A team led by Professor Patrick Vallance at University College London has published research results that signalled the culmination of ten years of BHF-funded work into the relationship between heart attacks and common infections.

What they found

Professor Vallance and his team showed that if they injected an inactivated virus into a blood vessel in the back of the hand, the blood vessel behaved abnormally for some time afterwards. This discovery led them to ask the question: could the inflammation induced by common infections trigger heart attacks?

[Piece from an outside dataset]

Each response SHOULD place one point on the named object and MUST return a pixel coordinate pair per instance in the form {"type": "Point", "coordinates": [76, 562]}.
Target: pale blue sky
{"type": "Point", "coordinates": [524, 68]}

At the end of 2004 they published a paper in the New England Journal of Medicine based on research funded by the BHF, Medical Research Council and Wellcome Trust, which examined the medical records of more than 40,000 people.

They found that a common respiratory infection such as pneumonia or bronchitis, or a urinary tract infection such as cystitis, makes a person around five times more likely to suffer a heart attack and three times more likely to suffer a stroke in the first week or so after falling ill.

Blood pressure check

Impact

This study is important because it points to an interaction between the inflammation produced by a common infective illness and the likelihood of suffering a heart attack or stroke, and adds to a wealth of information derived from other BHF funded research that links the two. For example, recent studies by the BHF Professor John Deanfield showed that children who have had a recent minor infection also have a temporary abnormality of blood vessel function.

Next steps

These studies pave the way for further research into the links between inflammation and heart attacks. This may lead to new treatments aimed at breaking the link thereby reducing the risk of heart attacks and strokes in vulnerable people.